Seit Jahren wird der Bevölkerung erzählt, die Schweiz brauche immer mehr Zuwanderung: für die Wirtschaft, für den Sozialstaat, für den angeblichen Fachkräftemangel. Wer genauer hinschaut, erkennt jedoch ein anderes Bild. Nicht die produktive Privatwirtschaft treibt das Wachstum an – sondern ein stetig wachsender staatlicher und staatsnaher Sektor.
Stellenwachstum dort, wo es teuer wird
Über 55 % der neu geschaffenen Stellen der letzten 10 Jahren sind in staatsnahen Branchen entstanden:
Bildung, Gesundheit, Verwaltung, Soziales. Diese Bereiche werden nicht durch Wertschöpfung finanziert, sondern durch Steuern, Abgaben und Krankenkassenprämien.

Gleichzeitig fordern Wirtschaftsverbände und politische Akteure noch mehr Personenfreizügigkeit. Das Resultat:
- mehr Zuwanderung
- mehr staatliche Aufgaben
- mehr Wohnungsnot
- mehr Staustunden
Ein Kreislauf, der sich selbst verstärkt und wo die Bevölkerung stark leidet.
Der Fachkräftemangel – ein bequemes Narrativ
Der viel zitierte Fachkräftemangel dient zunehmend als politisches Argument, um Zuwanderung weiter auszuweiten. Dabei wird ausgeblendet, dass:
- hunderttausende Menschen in der Schweiz unterbeschäftigt sind
- Löhne in vielen angeblichen Mangelberufen sinken
- Arbeitsbedingungen unattraktiver werden
Besonders im Gesundheitswesen ist das offensichtlich. Statt Arbeitsbedingungen zu verbessern, werden Pflegekräfte aus dem Ausland rekrutiert – oft aus Nachbarregionen, die selbst unter Personalmangel leiden.

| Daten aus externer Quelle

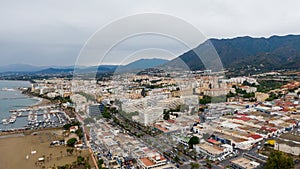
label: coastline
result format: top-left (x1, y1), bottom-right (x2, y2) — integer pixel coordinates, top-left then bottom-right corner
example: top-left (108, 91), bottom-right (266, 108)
top-left (28, 96), bottom-right (51, 108)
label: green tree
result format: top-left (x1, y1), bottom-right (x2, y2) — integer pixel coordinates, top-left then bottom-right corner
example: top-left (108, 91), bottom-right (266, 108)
top-left (190, 163), bottom-right (200, 169)
top-left (188, 136), bottom-right (200, 148)
top-left (264, 151), bottom-right (294, 169)
top-left (67, 138), bottom-right (77, 147)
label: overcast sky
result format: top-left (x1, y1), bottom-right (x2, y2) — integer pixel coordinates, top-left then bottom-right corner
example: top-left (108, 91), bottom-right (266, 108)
top-left (0, 0), bottom-right (300, 65)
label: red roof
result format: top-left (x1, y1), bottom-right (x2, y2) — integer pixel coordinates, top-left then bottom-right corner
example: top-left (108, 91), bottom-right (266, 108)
top-left (261, 126), bottom-right (278, 132)
top-left (249, 134), bottom-right (262, 140)
top-left (236, 116), bottom-right (251, 121)
top-left (168, 119), bottom-right (175, 123)
top-left (207, 139), bottom-right (218, 144)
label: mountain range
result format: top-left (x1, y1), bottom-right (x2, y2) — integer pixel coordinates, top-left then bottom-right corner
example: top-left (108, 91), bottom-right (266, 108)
top-left (0, 58), bottom-right (169, 74)
top-left (167, 35), bottom-right (300, 70)
top-left (0, 35), bottom-right (300, 73)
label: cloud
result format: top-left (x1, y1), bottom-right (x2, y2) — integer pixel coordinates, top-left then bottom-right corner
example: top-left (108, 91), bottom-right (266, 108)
top-left (0, 0), bottom-right (300, 65)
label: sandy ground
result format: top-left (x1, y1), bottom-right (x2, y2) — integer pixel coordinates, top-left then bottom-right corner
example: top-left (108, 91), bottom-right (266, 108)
top-left (29, 98), bottom-right (51, 107)
top-left (0, 131), bottom-right (93, 169)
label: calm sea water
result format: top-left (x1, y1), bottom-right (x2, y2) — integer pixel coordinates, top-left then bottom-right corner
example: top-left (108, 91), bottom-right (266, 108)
top-left (0, 80), bottom-right (38, 129)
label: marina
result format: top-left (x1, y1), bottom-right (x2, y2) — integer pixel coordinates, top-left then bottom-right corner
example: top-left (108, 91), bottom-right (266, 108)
top-left (0, 106), bottom-right (68, 131)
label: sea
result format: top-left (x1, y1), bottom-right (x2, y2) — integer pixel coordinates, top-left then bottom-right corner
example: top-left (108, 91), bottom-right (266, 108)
top-left (0, 80), bottom-right (39, 130)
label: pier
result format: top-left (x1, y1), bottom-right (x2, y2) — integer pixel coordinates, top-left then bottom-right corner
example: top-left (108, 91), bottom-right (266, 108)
top-left (9, 105), bottom-right (57, 113)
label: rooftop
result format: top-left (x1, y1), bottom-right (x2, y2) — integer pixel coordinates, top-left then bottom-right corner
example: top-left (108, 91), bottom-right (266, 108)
top-left (231, 157), bottom-right (259, 169)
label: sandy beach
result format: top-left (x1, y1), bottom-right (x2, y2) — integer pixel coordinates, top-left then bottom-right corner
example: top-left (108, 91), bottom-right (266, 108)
top-left (0, 130), bottom-right (93, 169)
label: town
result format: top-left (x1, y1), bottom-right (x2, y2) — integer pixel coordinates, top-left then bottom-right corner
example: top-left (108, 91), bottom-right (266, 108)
top-left (1, 70), bottom-right (300, 169)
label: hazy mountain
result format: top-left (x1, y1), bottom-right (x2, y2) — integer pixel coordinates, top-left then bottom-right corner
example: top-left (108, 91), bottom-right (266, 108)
top-left (166, 35), bottom-right (300, 70)
top-left (116, 58), bottom-right (169, 72)
top-left (0, 64), bottom-right (45, 72)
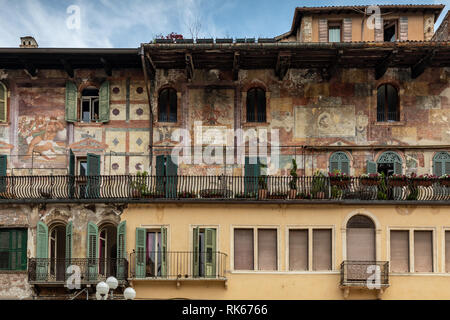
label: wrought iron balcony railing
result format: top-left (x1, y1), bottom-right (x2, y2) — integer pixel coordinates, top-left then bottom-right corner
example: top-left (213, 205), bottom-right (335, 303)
top-left (130, 251), bottom-right (227, 280)
top-left (0, 175), bottom-right (450, 202)
top-left (28, 258), bottom-right (128, 284)
top-left (341, 261), bottom-right (389, 289)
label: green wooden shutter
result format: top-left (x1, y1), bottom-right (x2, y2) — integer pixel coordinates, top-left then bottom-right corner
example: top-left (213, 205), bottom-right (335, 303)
top-left (366, 160), bottom-right (377, 174)
top-left (205, 229), bottom-right (217, 278)
top-left (156, 155), bottom-right (166, 194)
top-left (117, 221), bottom-right (127, 280)
top-left (36, 221), bottom-right (48, 280)
top-left (66, 81), bottom-right (78, 122)
top-left (0, 154), bottom-right (8, 192)
top-left (99, 81), bottom-right (109, 122)
top-left (166, 156), bottom-right (178, 198)
top-left (192, 227), bottom-right (201, 277)
top-left (161, 227), bottom-right (167, 277)
top-left (0, 82), bottom-right (8, 122)
top-left (136, 228), bottom-right (147, 278)
top-left (87, 153), bottom-right (100, 198)
top-left (394, 162), bottom-right (402, 174)
top-left (86, 222), bottom-right (98, 280)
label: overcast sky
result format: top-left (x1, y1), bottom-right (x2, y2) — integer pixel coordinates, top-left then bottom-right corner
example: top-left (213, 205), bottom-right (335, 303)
top-left (0, 0), bottom-right (450, 48)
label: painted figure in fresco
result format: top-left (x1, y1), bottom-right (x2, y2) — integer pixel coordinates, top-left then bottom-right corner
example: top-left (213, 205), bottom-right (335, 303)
top-left (26, 116), bottom-right (64, 160)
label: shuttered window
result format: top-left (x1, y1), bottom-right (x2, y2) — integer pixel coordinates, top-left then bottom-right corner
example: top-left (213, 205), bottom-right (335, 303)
top-left (433, 152), bottom-right (450, 177)
top-left (247, 88), bottom-right (266, 122)
top-left (289, 230), bottom-right (309, 271)
top-left (234, 229), bottom-right (254, 270)
top-left (0, 229), bottom-right (27, 270)
top-left (313, 229), bottom-right (332, 271)
top-left (158, 88), bottom-right (178, 122)
top-left (258, 229), bottom-right (277, 270)
top-left (390, 230), bottom-right (409, 272)
top-left (330, 152), bottom-right (350, 175)
top-left (414, 231), bottom-right (433, 272)
top-left (0, 82), bottom-right (8, 122)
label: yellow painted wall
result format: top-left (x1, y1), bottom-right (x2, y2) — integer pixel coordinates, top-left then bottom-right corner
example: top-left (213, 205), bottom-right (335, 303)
top-left (122, 204), bottom-right (450, 299)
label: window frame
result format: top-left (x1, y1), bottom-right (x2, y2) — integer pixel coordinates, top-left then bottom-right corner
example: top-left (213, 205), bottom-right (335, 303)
top-left (0, 228), bottom-right (28, 272)
top-left (386, 227), bottom-right (436, 275)
top-left (376, 82), bottom-right (401, 123)
top-left (157, 87), bottom-right (179, 123)
top-left (327, 20), bottom-right (344, 43)
top-left (230, 225), bottom-right (281, 273)
top-left (285, 225), bottom-right (336, 274)
top-left (245, 86), bottom-right (267, 124)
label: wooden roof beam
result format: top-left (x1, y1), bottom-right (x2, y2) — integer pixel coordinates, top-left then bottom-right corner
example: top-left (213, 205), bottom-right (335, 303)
top-left (411, 49), bottom-right (436, 79)
top-left (100, 58), bottom-right (112, 77)
top-left (60, 59), bottom-right (74, 78)
top-left (375, 49), bottom-right (398, 80)
top-left (185, 53), bottom-right (195, 80)
top-left (233, 51), bottom-right (241, 81)
top-left (275, 51), bottom-right (291, 80)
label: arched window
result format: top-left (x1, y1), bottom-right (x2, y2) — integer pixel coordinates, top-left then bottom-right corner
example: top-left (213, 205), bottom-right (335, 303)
top-left (433, 151), bottom-right (450, 177)
top-left (347, 214), bottom-right (376, 261)
top-left (0, 82), bottom-right (8, 122)
top-left (330, 151), bottom-right (350, 175)
top-left (377, 151), bottom-right (402, 176)
top-left (377, 83), bottom-right (400, 122)
top-left (247, 88), bottom-right (266, 122)
top-left (158, 88), bottom-right (178, 122)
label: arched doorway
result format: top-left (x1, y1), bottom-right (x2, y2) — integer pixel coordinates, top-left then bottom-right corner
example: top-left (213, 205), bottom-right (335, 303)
top-left (48, 224), bottom-right (67, 281)
top-left (346, 214), bottom-right (376, 261)
top-left (98, 224), bottom-right (117, 276)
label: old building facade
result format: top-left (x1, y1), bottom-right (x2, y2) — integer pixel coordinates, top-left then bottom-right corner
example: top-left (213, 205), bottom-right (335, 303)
top-left (0, 5), bottom-right (450, 299)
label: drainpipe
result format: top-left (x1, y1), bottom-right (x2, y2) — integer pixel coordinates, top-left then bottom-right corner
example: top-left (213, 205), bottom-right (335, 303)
top-left (140, 44), bottom-right (153, 175)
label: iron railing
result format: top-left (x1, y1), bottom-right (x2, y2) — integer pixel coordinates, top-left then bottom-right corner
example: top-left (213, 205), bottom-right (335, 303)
top-left (341, 260), bottom-right (389, 289)
top-left (28, 258), bottom-right (128, 284)
top-left (0, 175), bottom-right (450, 202)
top-left (130, 251), bottom-right (227, 280)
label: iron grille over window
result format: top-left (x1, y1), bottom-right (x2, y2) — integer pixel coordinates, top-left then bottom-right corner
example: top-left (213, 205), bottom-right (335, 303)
top-left (158, 88), bottom-right (177, 122)
top-left (377, 84), bottom-right (400, 122)
top-left (247, 88), bottom-right (266, 122)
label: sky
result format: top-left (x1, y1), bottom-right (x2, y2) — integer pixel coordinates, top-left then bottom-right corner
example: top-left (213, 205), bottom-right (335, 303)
top-left (0, 0), bottom-right (450, 48)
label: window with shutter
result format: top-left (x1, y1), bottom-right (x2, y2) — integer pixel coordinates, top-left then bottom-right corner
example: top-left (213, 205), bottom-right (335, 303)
top-left (158, 88), bottom-right (178, 122)
top-left (66, 81), bottom-right (78, 122)
top-left (330, 151), bottom-right (350, 175)
top-left (246, 88), bottom-right (266, 122)
top-left (0, 82), bottom-right (8, 122)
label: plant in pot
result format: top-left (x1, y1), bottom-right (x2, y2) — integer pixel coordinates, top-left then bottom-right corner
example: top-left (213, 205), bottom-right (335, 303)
top-left (359, 172), bottom-right (382, 186)
top-left (411, 173), bottom-right (438, 187)
top-left (311, 170), bottom-right (326, 199)
top-left (328, 170), bottom-right (351, 188)
top-left (439, 174), bottom-right (450, 187)
top-left (289, 159), bottom-right (298, 199)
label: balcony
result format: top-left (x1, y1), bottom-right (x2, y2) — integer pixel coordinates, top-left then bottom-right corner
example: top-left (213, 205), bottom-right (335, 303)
top-left (340, 260), bottom-right (389, 298)
top-left (0, 175), bottom-right (450, 205)
top-left (130, 251), bottom-right (227, 286)
top-left (28, 258), bottom-right (128, 286)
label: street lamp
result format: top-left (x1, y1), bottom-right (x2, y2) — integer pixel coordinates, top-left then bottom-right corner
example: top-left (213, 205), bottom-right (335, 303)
top-left (123, 287), bottom-right (136, 300)
top-left (95, 281), bottom-right (109, 300)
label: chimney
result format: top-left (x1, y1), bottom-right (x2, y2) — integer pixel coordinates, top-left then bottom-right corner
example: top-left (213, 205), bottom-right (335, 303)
top-left (20, 36), bottom-right (38, 48)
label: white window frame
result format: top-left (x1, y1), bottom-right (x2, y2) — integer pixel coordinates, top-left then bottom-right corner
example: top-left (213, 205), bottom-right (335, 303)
top-left (285, 225), bottom-right (336, 273)
top-left (230, 225), bottom-right (281, 273)
top-left (386, 226), bottom-right (436, 275)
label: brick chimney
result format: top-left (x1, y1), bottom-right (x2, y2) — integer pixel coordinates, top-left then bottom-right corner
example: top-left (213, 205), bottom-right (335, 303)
top-left (20, 36), bottom-right (38, 48)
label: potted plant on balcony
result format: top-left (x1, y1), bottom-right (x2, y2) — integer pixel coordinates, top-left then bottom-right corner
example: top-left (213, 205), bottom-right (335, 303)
top-left (311, 170), bottom-right (326, 199)
top-left (388, 174), bottom-right (408, 187)
top-left (439, 174), bottom-right (450, 187)
top-left (328, 170), bottom-right (351, 188)
top-left (359, 172), bottom-right (383, 186)
top-left (411, 173), bottom-right (437, 187)
top-left (289, 159), bottom-right (298, 199)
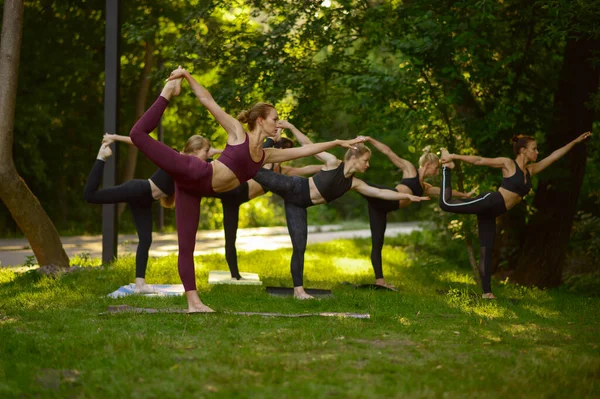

Eine Studie zeigt: In deutschen Grenzregionen sterben Menschen früher, weil Pflegepersonal fehlt, das in die Schweiz abgewandert ist. Das wird dann als „Solidarität mit Europa“ verkauft.
Die wahren Nebeneffekte der Personenfreizügigkeit
Die Folgen dieser Politik sind für die Bevölkerung längst spürbar:
- steigende Steuern und Abgaben
- explodierende Gesundheitskosten
- zunehmende Wohnungsnot
- überlastete Infrastruktur
- wachsender Druck auf Gemeinden und Kantone
Die Rechnung bezahlen nicht Konzerne oder Verbände, sondern die Mittelschicht.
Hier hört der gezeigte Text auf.